4. Characteristics of PMS Databases - Ideal and Actual

Generally PMS databases reflect three levels of data collection: network, project and research. The most general and the most widely used is network level data collection which normally reflects three sublevels:

  1. Minimum required
  2. Very important data
  3. Desirable data

In most cases state DOTs collect only the minimum required data and in some cases even less than is considered minimally required as discussed below.

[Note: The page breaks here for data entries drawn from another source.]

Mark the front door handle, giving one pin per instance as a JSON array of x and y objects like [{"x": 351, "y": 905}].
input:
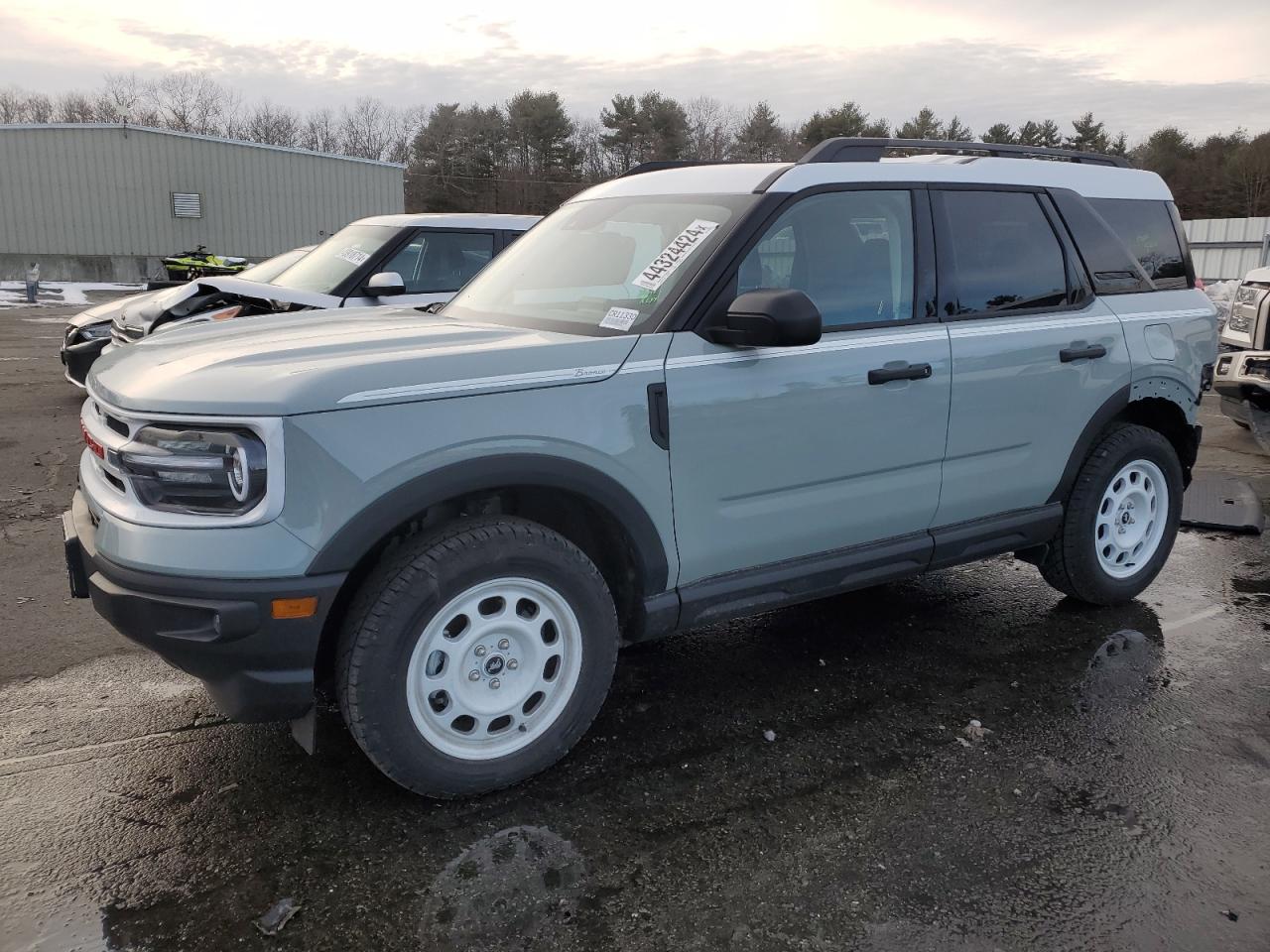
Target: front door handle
[
  {"x": 1080, "y": 352},
  {"x": 912, "y": 371}
]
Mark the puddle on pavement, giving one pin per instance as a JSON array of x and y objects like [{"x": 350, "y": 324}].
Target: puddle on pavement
[
  {"x": 516, "y": 888},
  {"x": 1123, "y": 671},
  {"x": 73, "y": 925}
]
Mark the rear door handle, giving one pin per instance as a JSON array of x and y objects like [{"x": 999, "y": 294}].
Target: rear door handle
[
  {"x": 912, "y": 371},
  {"x": 1078, "y": 353}
]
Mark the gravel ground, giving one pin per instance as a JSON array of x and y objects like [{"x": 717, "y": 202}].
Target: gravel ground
[{"x": 798, "y": 780}]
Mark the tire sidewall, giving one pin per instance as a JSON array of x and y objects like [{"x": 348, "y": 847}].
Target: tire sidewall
[
  {"x": 1151, "y": 447},
  {"x": 382, "y": 705}
]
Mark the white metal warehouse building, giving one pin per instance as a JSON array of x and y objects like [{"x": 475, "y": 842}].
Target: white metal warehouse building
[
  {"x": 1228, "y": 248},
  {"x": 105, "y": 202}
]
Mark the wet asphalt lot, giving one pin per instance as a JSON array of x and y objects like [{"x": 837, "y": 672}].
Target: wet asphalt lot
[{"x": 1121, "y": 800}]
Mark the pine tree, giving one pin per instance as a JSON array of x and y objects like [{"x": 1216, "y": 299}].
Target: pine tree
[
  {"x": 925, "y": 125},
  {"x": 761, "y": 139},
  {"x": 1088, "y": 136},
  {"x": 1000, "y": 132},
  {"x": 847, "y": 119}
]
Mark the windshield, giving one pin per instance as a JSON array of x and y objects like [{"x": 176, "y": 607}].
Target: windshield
[
  {"x": 334, "y": 261},
  {"x": 267, "y": 271},
  {"x": 598, "y": 267}
]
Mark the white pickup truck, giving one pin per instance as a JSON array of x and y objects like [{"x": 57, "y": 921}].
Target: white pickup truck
[{"x": 1242, "y": 372}]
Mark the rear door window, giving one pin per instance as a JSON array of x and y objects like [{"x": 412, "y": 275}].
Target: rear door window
[
  {"x": 1003, "y": 253},
  {"x": 1147, "y": 230}
]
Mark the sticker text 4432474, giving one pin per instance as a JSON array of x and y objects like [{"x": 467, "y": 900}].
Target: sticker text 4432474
[{"x": 675, "y": 254}]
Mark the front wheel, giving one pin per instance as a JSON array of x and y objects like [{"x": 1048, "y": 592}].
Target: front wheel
[
  {"x": 477, "y": 656},
  {"x": 1120, "y": 518}
]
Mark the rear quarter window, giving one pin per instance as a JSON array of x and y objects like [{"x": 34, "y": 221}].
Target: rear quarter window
[{"x": 1147, "y": 230}]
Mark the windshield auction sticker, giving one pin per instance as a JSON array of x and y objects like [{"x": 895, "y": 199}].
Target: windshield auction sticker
[
  {"x": 620, "y": 317},
  {"x": 353, "y": 257},
  {"x": 688, "y": 241}
]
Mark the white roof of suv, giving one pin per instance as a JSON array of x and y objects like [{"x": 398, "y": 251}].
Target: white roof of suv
[
  {"x": 502, "y": 222},
  {"x": 1086, "y": 179}
]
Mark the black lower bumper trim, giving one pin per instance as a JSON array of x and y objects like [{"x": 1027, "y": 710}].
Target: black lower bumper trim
[{"x": 222, "y": 631}]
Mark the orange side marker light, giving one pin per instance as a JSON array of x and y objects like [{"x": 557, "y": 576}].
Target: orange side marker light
[{"x": 295, "y": 607}]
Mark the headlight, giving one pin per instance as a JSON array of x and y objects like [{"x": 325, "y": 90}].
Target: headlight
[{"x": 202, "y": 471}]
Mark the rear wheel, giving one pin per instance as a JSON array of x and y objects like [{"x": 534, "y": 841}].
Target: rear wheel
[
  {"x": 1120, "y": 518},
  {"x": 476, "y": 657}
]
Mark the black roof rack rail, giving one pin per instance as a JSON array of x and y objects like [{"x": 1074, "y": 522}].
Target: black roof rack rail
[
  {"x": 870, "y": 150},
  {"x": 658, "y": 164}
]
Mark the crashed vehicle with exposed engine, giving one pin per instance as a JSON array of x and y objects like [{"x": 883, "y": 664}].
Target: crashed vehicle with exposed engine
[
  {"x": 1242, "y": 375},
  {"x": 89, "y": 331},
  {"x": 411, "y": 261}
]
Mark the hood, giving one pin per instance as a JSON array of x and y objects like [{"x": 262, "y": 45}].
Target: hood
[
  {"x": 143, "y": 315},
  {"x": 317, "y": 361},
  {"x": 109, "y": 309}
]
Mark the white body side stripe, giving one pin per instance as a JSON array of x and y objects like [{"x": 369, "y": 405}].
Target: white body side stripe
[
  {"x": 462, "y": 386},
  {"x": 838, "y": 341}
]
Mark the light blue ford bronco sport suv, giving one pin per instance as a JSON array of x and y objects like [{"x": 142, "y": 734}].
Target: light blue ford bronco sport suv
[{"x": 688, "y": 395}]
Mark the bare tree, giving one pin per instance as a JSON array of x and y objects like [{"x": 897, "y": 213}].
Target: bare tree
[
  {"x": 40, "y": 108},
  {"x": 73, "y": 107},
  {"x": 272, "y": 125},
  {"x": 119, "y": 98},
  {"x": 190, "y": 102},
  {"x": 320, "y": 132},
  {"x": 365, "y": 128},
  {"x": 711, "y": 128},
  {"x": 13, "y": 104}
]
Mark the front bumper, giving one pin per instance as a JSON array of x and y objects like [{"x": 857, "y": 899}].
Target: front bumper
[
  {"x": 77, "y": 358},
  {"x": 1243, "y": 375},
  {"x": 222, "y": 631}
]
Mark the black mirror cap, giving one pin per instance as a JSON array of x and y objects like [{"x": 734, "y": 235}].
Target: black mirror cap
[{"x": 771, "y": 317}]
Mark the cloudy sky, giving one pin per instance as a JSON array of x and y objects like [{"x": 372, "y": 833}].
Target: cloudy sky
[{"x": 1137, "y": 63}]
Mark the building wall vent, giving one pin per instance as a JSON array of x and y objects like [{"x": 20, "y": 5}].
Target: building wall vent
[{"x": 187, "y": 204}]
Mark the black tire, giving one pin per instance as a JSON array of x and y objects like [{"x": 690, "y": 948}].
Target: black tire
[
  {"x": 386, "y": 620},
  {"x": 1072, "y": 563}
]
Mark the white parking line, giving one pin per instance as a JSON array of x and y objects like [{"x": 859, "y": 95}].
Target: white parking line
[{"x": 1193, "y": 619}]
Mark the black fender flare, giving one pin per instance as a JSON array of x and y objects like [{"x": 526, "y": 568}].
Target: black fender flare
[
  {"x": 373, "y": 524},
  {"x": 1115, "y": 405}
]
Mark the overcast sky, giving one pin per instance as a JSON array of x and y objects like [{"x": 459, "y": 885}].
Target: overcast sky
[{"x": 1137, "y": 64}]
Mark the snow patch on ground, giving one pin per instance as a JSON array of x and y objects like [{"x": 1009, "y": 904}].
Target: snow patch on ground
[{"x": 13, "y": 294}]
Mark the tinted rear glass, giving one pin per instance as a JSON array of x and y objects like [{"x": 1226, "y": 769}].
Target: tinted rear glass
[
  {"x": 1005, "y": 253},
  {"x": 1147, "y": 230}
]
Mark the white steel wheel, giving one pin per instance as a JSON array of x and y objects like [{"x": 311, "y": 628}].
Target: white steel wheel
[
  {"x": 1130, "y": 520},
  {"x": 494, "y": 667}
]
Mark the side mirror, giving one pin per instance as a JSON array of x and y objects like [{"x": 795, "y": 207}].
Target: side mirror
[
  {"x": 770, "y": 318},
  {"x": 385, "y": 285}
]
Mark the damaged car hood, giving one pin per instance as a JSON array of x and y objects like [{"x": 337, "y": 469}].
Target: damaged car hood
[
  {"x": 310, "y": 362},
  {"x": 109, "y": 309},
  {"x": 141, "y": 313}
]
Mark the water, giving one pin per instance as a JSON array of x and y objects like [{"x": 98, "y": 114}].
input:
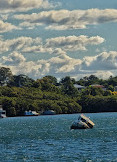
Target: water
[{"x": 49, "y": 139}]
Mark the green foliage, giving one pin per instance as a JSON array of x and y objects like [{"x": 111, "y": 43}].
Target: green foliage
[
  {"x": 23, "y": 93},
  {"x": 5, "y": 75}
]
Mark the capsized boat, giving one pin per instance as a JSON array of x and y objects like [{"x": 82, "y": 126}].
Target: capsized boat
[{"x": 82, "y": 123}]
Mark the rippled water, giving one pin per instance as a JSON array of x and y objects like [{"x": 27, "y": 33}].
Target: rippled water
[{"x": 49, "y": 138}]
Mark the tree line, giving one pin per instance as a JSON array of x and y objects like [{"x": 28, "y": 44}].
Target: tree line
[{"x": 19, "y": 93}]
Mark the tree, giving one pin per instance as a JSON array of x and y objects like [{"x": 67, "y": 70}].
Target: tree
[
  {"x": 21, "y": 80},
  {"x": 5, "y": 75}
]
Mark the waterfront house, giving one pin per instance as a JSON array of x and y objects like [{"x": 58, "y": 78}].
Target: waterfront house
[{"x": 2, "y": 112}]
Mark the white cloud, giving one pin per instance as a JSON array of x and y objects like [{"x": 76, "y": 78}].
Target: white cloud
[
  {"x": 17, "y": 44},
  {"x": 73, "y": 43},
  {"x": 103, "y": 65},
  {"x": 57, "y": 45},
  {"x": 23, "y": 5},
  {"x": 103, "y": 61},
  {"x": 65, "y": 19},
  {"x": 13, "y": 59},
  {"x": 6, "y": 27}
]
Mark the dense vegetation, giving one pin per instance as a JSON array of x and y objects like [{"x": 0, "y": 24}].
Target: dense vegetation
[{"x": 20, "y": 93}]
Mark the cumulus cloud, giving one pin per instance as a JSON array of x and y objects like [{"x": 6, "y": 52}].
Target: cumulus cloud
[
  {"x": 103, "y": 65},
  {"x": 65, "y": 19},
  {"x": 17, "y": 44},
  {"x": 6, "y": 27},
  {"x": 13, "y": 59},
  {"x": 23, "y": 5},
  {"x": 56, "y": 46},
  {"x": 73, "y": 43},
  {"x": 103, "y": 61}
]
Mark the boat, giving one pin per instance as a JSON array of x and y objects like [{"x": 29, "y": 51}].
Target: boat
[
  {"x": 82, "y": 123},
  {"x": 31, "y": 113},
  {"x": 2, "y": 112}
]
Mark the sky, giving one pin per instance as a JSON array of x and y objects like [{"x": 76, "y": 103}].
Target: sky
[{"x": 61, "y": 38}]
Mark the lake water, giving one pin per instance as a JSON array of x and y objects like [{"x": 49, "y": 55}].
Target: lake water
[{"x": 49, "y": 139}]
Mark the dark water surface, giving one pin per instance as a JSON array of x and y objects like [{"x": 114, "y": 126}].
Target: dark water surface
[{"x": 49, "y": 138}]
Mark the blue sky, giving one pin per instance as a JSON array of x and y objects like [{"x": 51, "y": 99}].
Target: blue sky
[{"x": 61, "y": 38}]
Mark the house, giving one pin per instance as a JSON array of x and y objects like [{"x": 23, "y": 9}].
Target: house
[
  {"x": 49, "y": 112},
  {"x": 98, "y": 86},
  {"x": 79, "y": 87},
  {"x": 2, "y": 112},
  {"x": 31, "y": 113}
]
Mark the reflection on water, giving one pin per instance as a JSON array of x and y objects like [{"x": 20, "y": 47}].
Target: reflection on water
[{"x": 49, "y": 138}]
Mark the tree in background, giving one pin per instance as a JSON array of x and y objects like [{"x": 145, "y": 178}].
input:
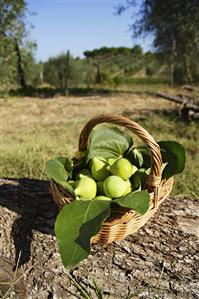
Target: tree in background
[
  {"x": 58, "y": 71},
  {"x": 175, "y": 26},
  {"x": 15, "y": 49}
]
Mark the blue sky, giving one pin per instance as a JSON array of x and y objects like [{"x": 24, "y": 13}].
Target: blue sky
[{"x": 78, "y": 25}]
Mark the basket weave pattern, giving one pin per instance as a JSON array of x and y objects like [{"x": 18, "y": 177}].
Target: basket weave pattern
[{"x": 122, "y": 221}]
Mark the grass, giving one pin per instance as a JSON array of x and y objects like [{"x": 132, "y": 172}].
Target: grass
[{"x": 34, "y": 130}]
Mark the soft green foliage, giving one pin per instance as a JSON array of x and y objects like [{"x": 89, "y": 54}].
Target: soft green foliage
[
  {"x": 75, "y": 225},
  {"x": 176, "y": 29},
  {"x": 108, "y": 143},
  {"x": 16, "y": 52},
  {"x": 99, "y": 169}
]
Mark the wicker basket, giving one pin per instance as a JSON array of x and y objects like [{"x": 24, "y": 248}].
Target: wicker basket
[{"x": 122, "y": 221}]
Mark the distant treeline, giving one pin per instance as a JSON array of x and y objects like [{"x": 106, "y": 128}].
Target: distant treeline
[
  {"x": 175, "y": 28},
  {"x": 113, "y": 51}
]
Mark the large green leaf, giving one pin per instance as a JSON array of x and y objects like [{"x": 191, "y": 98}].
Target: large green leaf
[
  {"x": 139, "y": 156},
  {"x": 174, "y": 154},
  {"x": 75, "y": 225},
  {"x": 108, "y": 142},
  {"x": 138, "y": 201}
]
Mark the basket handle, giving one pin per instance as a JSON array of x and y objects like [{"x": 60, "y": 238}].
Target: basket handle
[{"x": 154, "y": 178}]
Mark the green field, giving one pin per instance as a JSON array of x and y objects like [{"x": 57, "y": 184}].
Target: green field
[{"x": 35, "y": 130}]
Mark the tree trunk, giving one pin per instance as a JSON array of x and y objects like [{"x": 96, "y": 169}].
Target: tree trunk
[
  {"x": 173, "y": 58},
  {"x": 159, "y": 261},
  {"x": 188, "y": 74},
  {"x": 20, "y": 69}
]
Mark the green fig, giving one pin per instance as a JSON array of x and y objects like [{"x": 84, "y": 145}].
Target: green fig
[
  {"x": 100, "y": 188},
  {"x": 139, "y": 178},
  {"x": 83, "y": 171},
  {"x": 98, "y": 169},
  {"x": 102, "y": 198},
  {"x": 123, "y": 168},
  {"x": 114, "y": 186},
  {"x": 128, "y": 189},
  {"x": 72, "y": 184},
  {"x": 86, "y": 187}
]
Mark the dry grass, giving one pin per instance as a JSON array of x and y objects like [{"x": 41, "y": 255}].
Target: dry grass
[{"x": 34, "y": 130}]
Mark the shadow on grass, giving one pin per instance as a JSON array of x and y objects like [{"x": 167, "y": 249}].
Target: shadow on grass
[
  {"x": 49, "y": 92},
  {"x": 30, "y": 199}
]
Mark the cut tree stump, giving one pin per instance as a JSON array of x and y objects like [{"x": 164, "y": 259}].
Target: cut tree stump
[{"x": 160, "y": 260}]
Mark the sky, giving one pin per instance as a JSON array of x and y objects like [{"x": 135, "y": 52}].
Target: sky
[{"x": 79, "y": 25}]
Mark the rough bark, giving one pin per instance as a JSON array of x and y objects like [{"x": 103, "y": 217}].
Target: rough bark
[
  {"x": 20, "y": 69},
  {"x": 160, "y": 260}
]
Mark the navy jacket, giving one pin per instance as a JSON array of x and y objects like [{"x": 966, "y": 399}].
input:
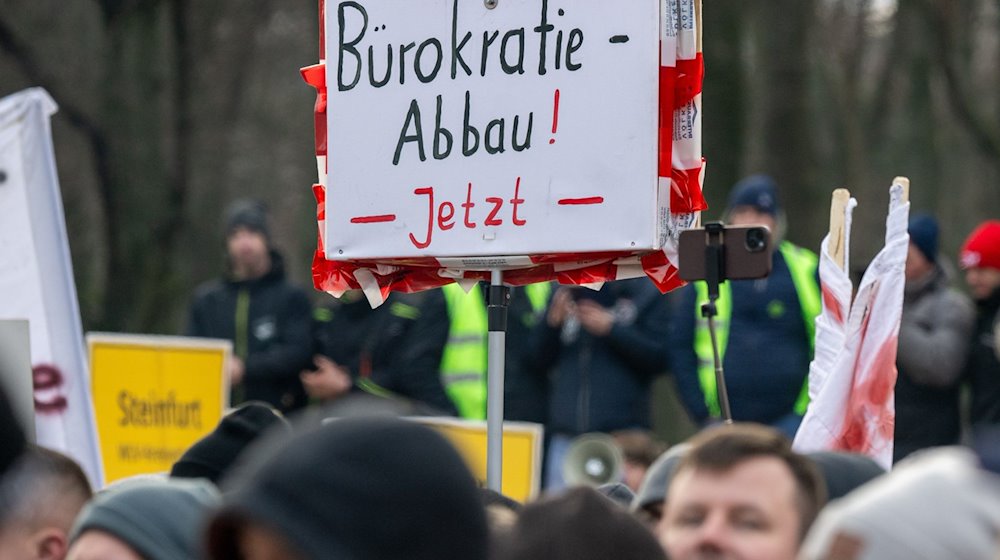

The project level involves a much more detailed data collection effort and one, which is not currently collected for inclusion in a PMS. It involves detailed design and as-built data on individual pavement sections including thickness, material strengths, variability, stiffness and ultimately forensics analysis of pavement failures. These data vary with the type of project being considered, but will be presented here at two sublevels:

  1. The minimum level required to be worthwhile for accurate project definition and
  2. A more detailed desired level.

The third pavement management level involves research and evaluation and in some cases includes forensic information. To be most valuable the research level database will involve several sections or projects where the set of sections or projects combine to form a factorial or set of sections that can be compared for evaluation of material specifications, construction methods and design. All state DOTs have these kinds of data. It is used every time a new method is employed or a new construction procedure is tested. Unfortunately the data seldom get entered electronically into the organized pavement management database. Thus it seldom gets properly tied to the pavement management identification location. It is critical in the Superpave evaluation activities for example to set up this database in electronic format on a permanent basis. The Superpave example can also be expanded to other concepts by state DOTs as discussed later. The exact details of this research/evaluation database will depend on the individual studies.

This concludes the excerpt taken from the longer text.